Objectif militaire de l'Ukraine, la péninsule est régulièrement visée par des drones, des explosions et divers incidents. Un incendie s'est déclaré sur un terrain militaire, mardi, conduisant les autorités à évacuer plus de 2 000 civils dans quatre villages voisins. En juin, l'Ukraine avait déjà frappé un pont autoroutier dans le nord de la péninsule, où les forces russes ont bâti d'imposantes lignes de défense. A l'été dernier, un aérodrome militaire avait été visé dans le village de Novofedorivka, à deux pas de la plage.
Si la Russie encourage le tourisme, l'afflux de visiteurs a toutefois l'inconvénient de provoquer des embouteillages, alors que la péninsule constitue une importante plaque logistique pour les troupes. Des inspections de contrôle, mises en place après la destruction partielle du pont en octobre, ont considérablement allongé les temps de passage. Au début du mois, alors que les voitures s'accumulaient sur plusieurs kilomètres, le ministre des Transports, Vitaly Savelyev, a d'ailleurs proposé que des navires militaires prennent en charge les automobilistes, afin de soulager le pont de Crimée.

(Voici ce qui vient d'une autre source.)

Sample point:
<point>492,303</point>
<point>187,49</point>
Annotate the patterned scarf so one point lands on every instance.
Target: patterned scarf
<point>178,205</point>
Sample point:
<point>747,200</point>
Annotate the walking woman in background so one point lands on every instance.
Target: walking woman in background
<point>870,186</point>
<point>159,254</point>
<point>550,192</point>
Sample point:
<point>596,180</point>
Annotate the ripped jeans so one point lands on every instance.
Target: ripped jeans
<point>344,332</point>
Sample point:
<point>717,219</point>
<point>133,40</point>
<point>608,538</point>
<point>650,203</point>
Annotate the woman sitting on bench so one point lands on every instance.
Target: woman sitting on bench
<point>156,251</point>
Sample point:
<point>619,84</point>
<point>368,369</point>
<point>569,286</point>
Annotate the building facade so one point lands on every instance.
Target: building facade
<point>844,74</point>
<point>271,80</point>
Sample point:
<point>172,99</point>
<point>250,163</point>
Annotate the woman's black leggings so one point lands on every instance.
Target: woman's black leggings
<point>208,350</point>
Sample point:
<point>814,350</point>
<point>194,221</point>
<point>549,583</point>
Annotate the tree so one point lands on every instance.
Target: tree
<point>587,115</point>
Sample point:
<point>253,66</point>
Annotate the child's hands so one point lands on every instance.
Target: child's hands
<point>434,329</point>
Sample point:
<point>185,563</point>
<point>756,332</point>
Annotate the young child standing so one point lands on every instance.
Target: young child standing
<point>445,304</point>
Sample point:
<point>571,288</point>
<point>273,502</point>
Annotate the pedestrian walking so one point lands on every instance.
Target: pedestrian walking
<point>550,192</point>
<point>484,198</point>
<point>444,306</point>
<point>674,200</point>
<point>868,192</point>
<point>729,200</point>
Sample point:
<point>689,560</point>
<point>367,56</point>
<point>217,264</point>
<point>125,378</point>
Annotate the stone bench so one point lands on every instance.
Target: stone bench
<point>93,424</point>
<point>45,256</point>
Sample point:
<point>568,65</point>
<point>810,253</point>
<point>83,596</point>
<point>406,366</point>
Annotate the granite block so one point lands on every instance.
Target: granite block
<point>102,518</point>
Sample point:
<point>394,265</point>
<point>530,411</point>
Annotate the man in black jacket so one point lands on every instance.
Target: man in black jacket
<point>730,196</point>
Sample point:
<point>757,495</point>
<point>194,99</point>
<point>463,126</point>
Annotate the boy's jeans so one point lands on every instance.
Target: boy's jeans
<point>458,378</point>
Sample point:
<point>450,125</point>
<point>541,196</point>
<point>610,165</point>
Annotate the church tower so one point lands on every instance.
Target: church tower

La présence de ces touristes suscite de nombreux commentaires, alors que la péninsule a été annexée en violation du droit international, et qu'elle est utilisée pour mener l'invasion de l'Ukraine. "Les actions des autorités russes pour encourager l'arrivée de vacanciers en Crimée visent à créer un 'bouclier humain' de civils", écrit sur Facebook l'avocat russe Nikolaï Polozov. "Toute la faute en revient à Poutine", ajoute Mikhaïl Khodorkovski, opposant russe en exil. "Il a déclenché une guerre, a occupé des terres étrangères et a appelé des parents naïfs à aller s'amuser dans une terre occupée."